Lillian Faderman, the 2016 Anisfield-Wolf Book Awards winner for nonfiction, joins The Asterisk* to discuss why she started writing, her biography of Harvey Milk and the Supreme Court. She also recommends ways to read to grasp LGBTQ history. A leading scholar of that history, Faderman is celebrated for paying attention to lesbian history and activism. She was born in lower Manhattan, the daughter of a Jewish garment worker who raised her with a sister in Los Angeles. Despite a hardscrabble childhood, Faderman earned her doctorate in English at the University of California – while her mother was practically illiterate. “The Gay Revolution: The Story of the Struggle” is Faderman’s impeccable chronicle of “how we got here.” The book begins in the mid 20th-century, when American gays were prosecuted as criminals, crazies and subversives. It considers the nation’s first gay and lesbian organizations, the Stonewall uprising and the activism honed in the AIDS epidemic. The writer conducted more than 150 interviews and mined 20 archives. As critic Kenji Yoshino wrote, “To read her is like viewing the AIDS quilt, which overwhelms the reader with the care taken in each of its numberless panels. Any revolutionary would be lucky to stand in a light so steady, so searching, and so sure.” Faderman sat down with The Asterisk* in the fall of 2020 from her home in Fresno, Calif., where she lives with her partner, Phyllis Irwin. The winner of six Lambda Literary Awards, two American Library Association Awards and Yale University’s James Brudner Award, Faderman is a professor emeritus in English at California State University, Fresno.

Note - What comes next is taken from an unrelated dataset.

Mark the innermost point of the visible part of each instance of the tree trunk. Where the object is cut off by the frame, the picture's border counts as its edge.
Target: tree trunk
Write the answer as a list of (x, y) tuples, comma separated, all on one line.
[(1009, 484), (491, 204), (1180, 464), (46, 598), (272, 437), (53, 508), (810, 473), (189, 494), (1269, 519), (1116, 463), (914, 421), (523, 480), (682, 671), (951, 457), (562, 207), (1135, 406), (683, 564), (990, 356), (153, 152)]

Peter Ho Davies, the 2017 Anisfield-Wolf Book Awards winner for fiction, joins The Asterisk* to discuss how racism and stereotypes play into the notion of a model minority, what it’s like being a professor – in the midst of a pandemic – and his next book. Davies grew up in Coventry, England, the son of a Welsh engineer and a Malaysian Chinese dentist. His first novel “The Welsh Girl,” longlisted for the Booker Prize, explores questions of Welshness. He sees his second novel, “The Fortunes”, as “examining the burdens, limitations and absurdity of Asian stereotypes.” “The Fortunes is a boldly imagined work of fiction in which historic figures—Chinese, Chinese-American, ‘white’—come to an astonishingly vivid, visceral life through the power of Peter Ho Davies’s prose,” writes Anisfield-Wolf juror Joyce Carol Oates. She went on to contend that it bends genre and race in ways that make it “a prophetic work in 2017.” Little did she know just how prescient it would turn out be… Davies sat down with The Asterisk* in June of 2020 from his home in Ann Arbor, Mich., where he lives with his wife, Lynne Raughley, and son, Owen. He is a professor of creative writing in the English Language & Literature department at the University of Michigan, and his latest novel, “A Lie Someone Told You About Yourself," came out in January of 2021.